The study will comprise participants from an exposed group of approximately 5 FMGs with attending pharmacists who will implement the intervention and a control group composed of participants from 5 others FMGs without involved pharmacists. FMGs and home care teams will participate at their convenience within 2 Integrated (University) Health and Social Services Centers territories: (1) the Centre intégré universitaire de santé et de services sociaux (CIUSSS) du Nord-de-l’Ile-de-Montréal (NIM) in a metropolitan area and (2) the Centre intégré de santé et de services sociaux (CISSS) de Chaudière-Appalaches (CA) in a mixed—urban and rural—area. We used this selection process to facilitate implementation as the intervention teams need to be motivated toward its application and training and mentoring activities. To be eligible for participation, intervention FMGs must have at least 1 participating pharmacist, interested partner nurses, and physicians. Similarly, intervention home care teams must have access to a participating FMG pharmacist and a home care nurse. In contrast, in control FMGs and their home care teams, no FMG pharmacist will be systematically involved in the eligible patients’ trajectory. However, the FMGs must be willing to allow data collection and delay implementing similar interventions within their teams.
For the first step, the intervention targets 2 patient subgroups at turning points: (1) older adults undergoing cognitive evaluation or recently diagnosed with MNCDs in FMGs and (2) older adults with MNCDs followed at home by the home care teams.
For the second step, FMG professionals and home care teams implementing the intervention are also targeted.
Step 1: Quasi-experimental Controlled Trial
Inclusion and Exclusion Criteria for Older Adults
All older adults (aged ≥65 years) undergoing cognitive evaluation at the FMG OR referred to a memory clinic OR having been diagnosed with MNCDs at the FMG within the last year OR followed up at home for a MNCD AND referred to the pharmacist in the intervention FMGs will be invited. We will exclude older adults in palliative care or those who do not understand French or English (without a caregiver who could assist them).
Sampling Method, Recruitment, and Data Collection Procedure
We will conduct a quasi-experimental (ie, rather than a randomized) study given that our intervention will depend on whether an older adult’s FMG includes a participating pharmacist (intervention group) or not (control group).
Sample Size Calculation
According to prior estimates provided by the CI(U)SSS, about 50 older adults may be targeted for participation per FMG per year. Considering that the on-site presence of FMG pharmacists is on average 2 to 3 days a week [, ], it should be feasible to include approximately 40 older adults per FMG. By setting our intercluster correlation coefficient at 0.005 (conservative), the number of clusters (FMGs) at 5 intervention and 5 control FMGs, and at 40 older adults per FMG, we expect to be able to detect a difference of 1 medication per older adults between the beginning and the end of the intervention, between the 2 groups, with a power of 83%. Therefore, we have planned a 12-month inclusion period, corresponding to recruiting approximately 1 person per week per FMG. The inclusion date will be when the reference to the pharmacist was made. For control FMGs, we will consult electronic medical records and FMG health care professionals to identify all older adults who meet the inclusion criteria. Since there will be no reference to the pharmacist for these individuals, the inclusion date will be the date of identification by the FMG. For those receiving home care services, the inclusion date will be the first home visit following the start of the study.
The primary outcome measure is the change in the number of prescribed medications. Specifically, (1) the total number of prescribed medications and (2) the number of potentially inappropriate medications according to the Beers criteria  will be measured in the intervention and control groups. We will obtain data from patients’ medical records at the beginning (baseline) and 6 months after inclusion in the study.

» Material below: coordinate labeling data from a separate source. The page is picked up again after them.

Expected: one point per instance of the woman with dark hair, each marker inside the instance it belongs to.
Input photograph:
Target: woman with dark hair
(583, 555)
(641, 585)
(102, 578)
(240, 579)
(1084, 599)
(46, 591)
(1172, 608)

We will assess several secondary outcome measures. First, a change in the treatment burden level will be measured with the 13-item MTBQ [, ] in the intervention and control groups at baseline and 6 months follow-up. We will score each item as follows: 0 (not difficult/does not apply), 1 (a little difficult), 2 (quite difficult), 3 (very difficult), and 4 (extremely difficult). We will interpret the scores as suggested by the authors of the original MTBQ instrument: no burden (score 0), low burden (score <10), medium burden (score 10-22), and high burden (score ≥22) [ ].

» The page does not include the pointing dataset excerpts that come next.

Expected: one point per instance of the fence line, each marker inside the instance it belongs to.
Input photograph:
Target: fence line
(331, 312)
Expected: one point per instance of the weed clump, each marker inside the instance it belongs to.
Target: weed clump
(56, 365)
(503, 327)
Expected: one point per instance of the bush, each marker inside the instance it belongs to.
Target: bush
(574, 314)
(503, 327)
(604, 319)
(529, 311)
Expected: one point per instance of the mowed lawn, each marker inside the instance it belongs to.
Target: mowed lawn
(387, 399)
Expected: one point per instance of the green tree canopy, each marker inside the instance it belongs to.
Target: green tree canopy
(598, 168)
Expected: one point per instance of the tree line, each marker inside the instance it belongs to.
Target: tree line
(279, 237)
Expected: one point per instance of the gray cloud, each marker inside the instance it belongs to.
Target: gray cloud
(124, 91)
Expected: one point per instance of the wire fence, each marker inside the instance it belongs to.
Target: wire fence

Second, we will measure the quality of life in the intervention and control groups at baseline and 6 months follow-up with the EQ-5D-5L . The descriptive system comprises 5 dimensions: mobility, self-care, usual activities, pain/discomfort, and anxiety/depression. Each dimension has 5 levels: no problems, slight problems, moderate problems, severe problems, and extreme problems. Responses are coded as single-digit numbers expressing the severity level selected in each dimension [ ]. The last study outcome is the satisfaction with the care received and access to care. To measure this outcome, the PESQ, validated in Quebec primary care settings, will be used [ ]. We have adapted the questions with the author’s approval to consider not only the physician but the whole FMG team.
Step 2: Semistructured Interviews—Recruitment and Information-Gathering Procedures
The research team will invite all intervention FMG and home care professionals involved in the GPS intervention (pharmacists, nurses, and physicians) to an individual telephone interview at the end of the implementation period (ie, 18 months after inclusion of the first older adults). We will obtain verbal consent from the health care professionals before conducting the interview, which will last 30 to 45 minutes. We will aim for a total of approximately 30 interviews—that is, at least 1 pharmacist, 2 FMG nurses, and 2 physicians per FMG (n=25) and 6 nurses or nursing assistants from the home care team. This number should be sufficient to gather all the various health care professionals’ experiences while being feasible in the context of FMGs. A qualified interviewer will conduct the interviews using a semistructured interview guide to explore their views on the intervention. The interview will cover categories proposed by Patton’s Theoretical Model of Change : (1) resources required for support, training, and coaching; (2) activities required by the model; (3) participation in the model’s implementation; (4) reactions to and satisfaction with the model; (5) changes in knowledge, attitudes, and skills; (6) change in practice; and (7) perceived results of the model. We will also invite professionals to complete the pretested French version of the web-based NoMAD instrument [ , ] derived from the Normalization Process Theory [ ] after the end of the implementation period.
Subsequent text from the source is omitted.